Christine Delory Momberger4, quant à elle, précise que « Le journal d’investigation, compris
ici comme un outil d’exploration…., représente un dispositif d’écriture propre à faire
trace….consignées selon une fréquence régulière. Le journal d’investigation enregistre et fait
agir subjectivement les aspects et les niveaux apparemment hétérogènes de l’expérience
formative ».
Le journal d’intervention autour des expériences singulières inscrites dans des
moments et des contextes singuliers peut devenir le creuset où se forge au jour le jour une
pensée vivante, mouvante, émouvante, qu’il suffit bien souvent de reprendre dans la forme
d’une écriture imposée. Cette écriture au quotidien permet de garder trace des moments
existentiels pour qu’ils ne soient pas oubliés. C’est aussi un espace où se construit une pensée,
souvent implicite.
II – Le journal d’intervention, un espace d’appropriation de l’expérience vécue entre
pratique professionnelle et formation
Christine Delory Momberger5 resitue le journal comme « un écrit au présent, il permet
une biographisation scripturaire immédiate d’expériences vécues…., il doit donc rester au
plus proche d’un vécu, d’un ressenti, d’un pensé du moment…..Mais ces fragments
constituent au fil du temps un ensemble qui permet de relire un parcours et qui contient de
précieux moments de saisie de situations, de réflexivité et de prise de conscience qui peuvent
s’avérer marquants lors de leur écriture ou plus tard dans une relecture».

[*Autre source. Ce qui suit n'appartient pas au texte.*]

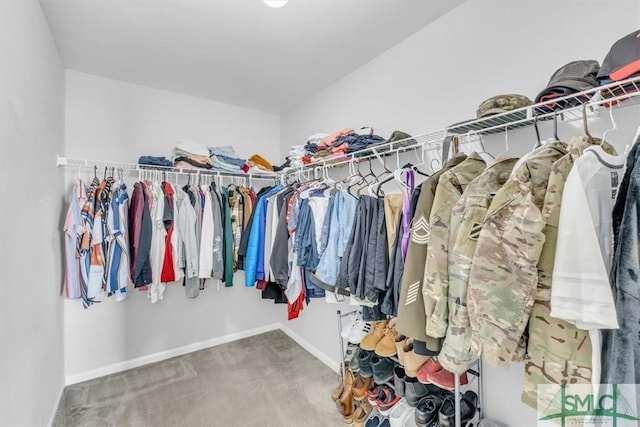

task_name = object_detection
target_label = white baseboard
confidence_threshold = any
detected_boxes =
[48,382,65,426]
[64,323,281,385]
[277,323,341,373]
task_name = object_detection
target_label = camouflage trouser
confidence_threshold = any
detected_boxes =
[468,187,545,368]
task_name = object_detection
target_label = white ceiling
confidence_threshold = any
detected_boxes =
[40,0,463,114]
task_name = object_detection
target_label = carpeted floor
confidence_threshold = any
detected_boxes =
[53,330,345,426]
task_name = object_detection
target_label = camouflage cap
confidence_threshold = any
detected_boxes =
[476,94,533,118]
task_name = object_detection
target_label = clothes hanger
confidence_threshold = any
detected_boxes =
[496,125,510,159]
[602,105,625,146]
[582,103,593,137]
[532,114,542,149]
[473,131,495,161]
[553,110,560,141]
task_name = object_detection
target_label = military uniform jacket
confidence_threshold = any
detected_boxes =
[422,152,486,339]
[467,141,566,369]
[438,157,517,374]
[522,136,616,408]
[396,155,466,351]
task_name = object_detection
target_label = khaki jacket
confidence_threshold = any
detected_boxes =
[396,155,466,350]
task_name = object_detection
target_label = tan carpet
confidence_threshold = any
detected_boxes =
[53,330,345,427]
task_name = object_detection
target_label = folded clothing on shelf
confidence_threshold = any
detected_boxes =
[244,154,274,172]
[173,140,213,170]
[208,145,246,172]
[138,155,173,167]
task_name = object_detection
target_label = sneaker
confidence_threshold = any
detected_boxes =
[427,367,468,391]
[350,319,373,344]
[341,311,361,339]
[361,320,388,351]
[416,359,441,384]
[388,399,413,427]
[376,385,401,415]
[366,383,380,405]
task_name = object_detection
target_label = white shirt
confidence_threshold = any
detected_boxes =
[551,145,626,387]
[551,146,625,330]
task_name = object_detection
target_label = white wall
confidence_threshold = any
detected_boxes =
[280,1,640,426]
[0,0,66,425]
[63,70,286,382]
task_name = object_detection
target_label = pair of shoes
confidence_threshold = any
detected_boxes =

Accéder à la professionnalité implique la nécessité de formaliser l’expérientiel. Il est
nécessaire d’instaurer l’écriture de l’expérience pendant la formation, à partir du journal
d’intervention : c’est un outil permettant des allers-retours entre moment de pratique
professionnelle et moment de formation formelle voire informelle. Il est urgent d’instaurer
cette écriture de l’expérience et de l’expérientiel permettant de passer de l’expérience vécue
à l’expérience réfléchie. Le journal des pratiques peut favoriser l’émergence de l’expérientiel
en permettant à l’auteur de faire la relation détaillée d’une ou plusieurs situations marquantes
survenues à l’occasion de sa pratique : Qu’est-il arrivé ? Pourquoi ? Qu’en est-il résulté ? Le
récit peut se prolonger par une réflexion personnelle : Qu’est-ce que tout cela me révèle sur
mon caractère, les ressources de ma personnalité et par des considérations plus théoriques :
Qu’est-ce que l’incident m’apprend sur l’accompagnement, les rapports entre les personnes…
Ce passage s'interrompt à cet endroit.